Restaurant information
- Established: February 2020
- Owners: Emily Mikiko Strocher; Alex McGillivray;
- Location: 300 Northeast 28th Avenue, Portland, Multnomah, Oregon, 97232, United States
- Coordinates: 45°31′31″N 122°38′14″W﻿ / ﻿45.5252°N 122.6371°W
- Website: mikikodonuts.com

= Mikiko Mochi Donuts =

Doughnut shop in Portland, Oregon, U.S.

Mikiko Mochi Donuts is a small chain of doughnut shops in the Portland metropolitan area, in the U.S. state of Oregon. Emily Mikiko Strocher and Alex McGillivray started the business as a pop-up restaurant in 2020, before launching a residency in northwest Portland later in the year, then opening a brick and mortar shop in the northeast Portland part of the Kerns neighborhood in 2022.

In 2024, a second location opened in Beaverton. The business has announced plans to open a location in Bethany Village, called Mikiko Jr., in 2025. Mikiki Mochi Donuts is opening in Bridgeport Village in 2026. The chain specializes in mochi donuts and has garnered a positive reception.

== Description ==
Mikiko Mochi Donuts operates doughnut shops in the Portland metropolitan area. The flagship shop is in the northeast Portland part of the Kerns neighborhood and the business has also operated in Beaverton, Bethany Village, and Bridgeport Village.

=== Menu ===
Mikiko specializes in dairy- and gluten-free mochi donuts. One variety is glazed with ube and dusted with li hing mui. Other varieties include Black Sesame & J, Horchata Pudding, Kat Dog, Plum Wine, the P.O.G. with guava curd, and Yuzu Funfetti. Mikiko has also offered doughnuts with matcha, pandan, passionfruit curd, and calamansi lemonade icing, as well as orange-colored Thai tea pastries.

== History ==
Emily Mikiko Strocher and Alex McGillivray started Mikiko as a pop-up restaurant. In February 2020, the couple sold 72 donuts in 30 minutes at a WeWork space. In September, Mikiko started a residency at the West space in northwest Portland. In 2021, the couple announced plans to open a brick and mortar shop in northeast Portland. The shop opened in 2022.

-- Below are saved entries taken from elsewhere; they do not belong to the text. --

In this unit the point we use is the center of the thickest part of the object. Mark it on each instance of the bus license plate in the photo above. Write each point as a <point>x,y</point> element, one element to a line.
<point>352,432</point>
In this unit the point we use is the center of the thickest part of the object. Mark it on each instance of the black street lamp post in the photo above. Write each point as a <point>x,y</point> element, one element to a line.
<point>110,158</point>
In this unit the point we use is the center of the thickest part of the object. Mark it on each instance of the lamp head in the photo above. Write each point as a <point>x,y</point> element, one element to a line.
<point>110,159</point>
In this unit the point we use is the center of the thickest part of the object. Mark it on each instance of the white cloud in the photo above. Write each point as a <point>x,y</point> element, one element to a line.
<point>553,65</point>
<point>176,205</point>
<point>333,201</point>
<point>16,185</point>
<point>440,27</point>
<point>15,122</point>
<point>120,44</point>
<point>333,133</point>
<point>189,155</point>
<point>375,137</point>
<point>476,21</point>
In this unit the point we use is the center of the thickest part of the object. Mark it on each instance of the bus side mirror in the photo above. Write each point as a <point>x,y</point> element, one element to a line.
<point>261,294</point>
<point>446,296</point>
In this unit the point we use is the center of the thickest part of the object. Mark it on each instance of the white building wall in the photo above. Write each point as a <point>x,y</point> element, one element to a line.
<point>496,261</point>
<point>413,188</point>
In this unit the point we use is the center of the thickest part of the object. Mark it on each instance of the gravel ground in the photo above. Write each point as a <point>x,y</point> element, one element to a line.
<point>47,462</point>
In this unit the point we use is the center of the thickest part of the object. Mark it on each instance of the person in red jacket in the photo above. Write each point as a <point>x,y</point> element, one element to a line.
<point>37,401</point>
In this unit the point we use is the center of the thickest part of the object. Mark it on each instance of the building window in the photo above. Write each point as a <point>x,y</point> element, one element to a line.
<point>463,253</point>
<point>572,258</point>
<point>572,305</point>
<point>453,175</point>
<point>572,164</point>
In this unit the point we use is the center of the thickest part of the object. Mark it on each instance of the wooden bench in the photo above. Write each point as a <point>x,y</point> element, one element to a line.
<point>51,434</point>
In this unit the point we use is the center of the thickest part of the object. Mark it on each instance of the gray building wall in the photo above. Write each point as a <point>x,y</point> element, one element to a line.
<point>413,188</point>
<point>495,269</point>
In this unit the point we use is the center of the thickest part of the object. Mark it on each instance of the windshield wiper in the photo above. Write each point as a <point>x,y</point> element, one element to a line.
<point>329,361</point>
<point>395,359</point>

A second location opened in Beaverton in 2024. As of 2025, there are plans to close the Beaverton location and open another location in Bethany Village. The Bethany Village location is known as Mikiko Jr.

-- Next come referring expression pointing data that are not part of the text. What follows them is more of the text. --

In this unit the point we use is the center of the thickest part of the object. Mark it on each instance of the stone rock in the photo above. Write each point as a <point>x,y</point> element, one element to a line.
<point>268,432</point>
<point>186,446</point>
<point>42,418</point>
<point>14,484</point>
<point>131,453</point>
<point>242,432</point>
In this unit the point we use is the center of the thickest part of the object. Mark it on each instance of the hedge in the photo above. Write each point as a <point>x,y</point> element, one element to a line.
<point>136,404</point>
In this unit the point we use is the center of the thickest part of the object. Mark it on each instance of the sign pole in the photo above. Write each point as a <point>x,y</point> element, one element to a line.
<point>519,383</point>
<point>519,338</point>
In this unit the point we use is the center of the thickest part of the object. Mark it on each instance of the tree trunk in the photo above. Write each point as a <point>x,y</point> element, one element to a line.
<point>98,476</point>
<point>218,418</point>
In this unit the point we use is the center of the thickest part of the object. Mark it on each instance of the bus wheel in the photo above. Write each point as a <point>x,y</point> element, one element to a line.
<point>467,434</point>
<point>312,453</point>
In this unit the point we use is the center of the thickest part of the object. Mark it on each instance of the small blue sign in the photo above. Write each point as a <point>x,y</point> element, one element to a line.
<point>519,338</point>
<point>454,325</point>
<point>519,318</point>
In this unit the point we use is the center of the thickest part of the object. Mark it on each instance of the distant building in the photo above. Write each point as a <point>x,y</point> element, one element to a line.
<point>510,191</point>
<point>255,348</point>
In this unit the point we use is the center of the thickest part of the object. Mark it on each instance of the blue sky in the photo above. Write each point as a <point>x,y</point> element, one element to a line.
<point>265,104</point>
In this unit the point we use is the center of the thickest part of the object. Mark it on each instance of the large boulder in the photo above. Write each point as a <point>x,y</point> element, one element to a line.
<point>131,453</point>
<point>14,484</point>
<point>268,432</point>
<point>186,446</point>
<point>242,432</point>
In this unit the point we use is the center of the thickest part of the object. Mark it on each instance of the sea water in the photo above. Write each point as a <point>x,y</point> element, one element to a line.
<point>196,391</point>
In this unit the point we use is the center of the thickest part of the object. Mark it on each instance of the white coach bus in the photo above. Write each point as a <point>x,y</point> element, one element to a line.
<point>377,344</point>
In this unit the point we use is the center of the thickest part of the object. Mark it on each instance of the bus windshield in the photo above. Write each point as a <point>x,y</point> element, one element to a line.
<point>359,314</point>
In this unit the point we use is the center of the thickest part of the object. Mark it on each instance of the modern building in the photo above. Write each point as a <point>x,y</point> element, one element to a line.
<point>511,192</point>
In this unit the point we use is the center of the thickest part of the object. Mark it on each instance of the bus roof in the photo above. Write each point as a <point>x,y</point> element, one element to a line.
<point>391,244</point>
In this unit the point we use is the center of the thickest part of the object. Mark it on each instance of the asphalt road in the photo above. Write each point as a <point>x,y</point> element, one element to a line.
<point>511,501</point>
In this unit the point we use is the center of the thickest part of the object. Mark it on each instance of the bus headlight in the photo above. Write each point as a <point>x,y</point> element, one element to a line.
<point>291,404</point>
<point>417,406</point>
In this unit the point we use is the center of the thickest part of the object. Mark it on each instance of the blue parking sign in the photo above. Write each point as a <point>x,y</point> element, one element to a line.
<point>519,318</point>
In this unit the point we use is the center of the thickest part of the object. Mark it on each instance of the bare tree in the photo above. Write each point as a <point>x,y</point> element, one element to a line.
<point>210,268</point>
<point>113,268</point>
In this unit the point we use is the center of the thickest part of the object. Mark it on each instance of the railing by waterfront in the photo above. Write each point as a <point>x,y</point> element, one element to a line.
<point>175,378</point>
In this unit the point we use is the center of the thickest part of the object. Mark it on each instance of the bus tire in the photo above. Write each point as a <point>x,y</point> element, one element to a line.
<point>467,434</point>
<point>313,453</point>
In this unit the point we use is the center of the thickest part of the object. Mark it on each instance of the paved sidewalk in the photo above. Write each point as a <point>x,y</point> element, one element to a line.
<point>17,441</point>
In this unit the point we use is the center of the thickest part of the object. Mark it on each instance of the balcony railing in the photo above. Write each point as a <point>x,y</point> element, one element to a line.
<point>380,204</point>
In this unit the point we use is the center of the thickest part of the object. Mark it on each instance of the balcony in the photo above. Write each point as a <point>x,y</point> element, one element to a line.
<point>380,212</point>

Mikiko began operating in Bridgeport Village in August 2026.

== Reception ==
In 2023, Zoe Baillargeon included Mikiko in Bon Appétits list of Portland's eight best doughnut shops, and the business was included in Yelp's annual guide of the nation's top 100 doughnut shops. Rebecca Roland and Nick Townsend included the business in Eater Portlands 2024 list of the city's "most delicious" doughnuts. Sararosa Davies also included Mikiko in the website's 2025 overview of the city's best gluten-free restaurants and bakeries.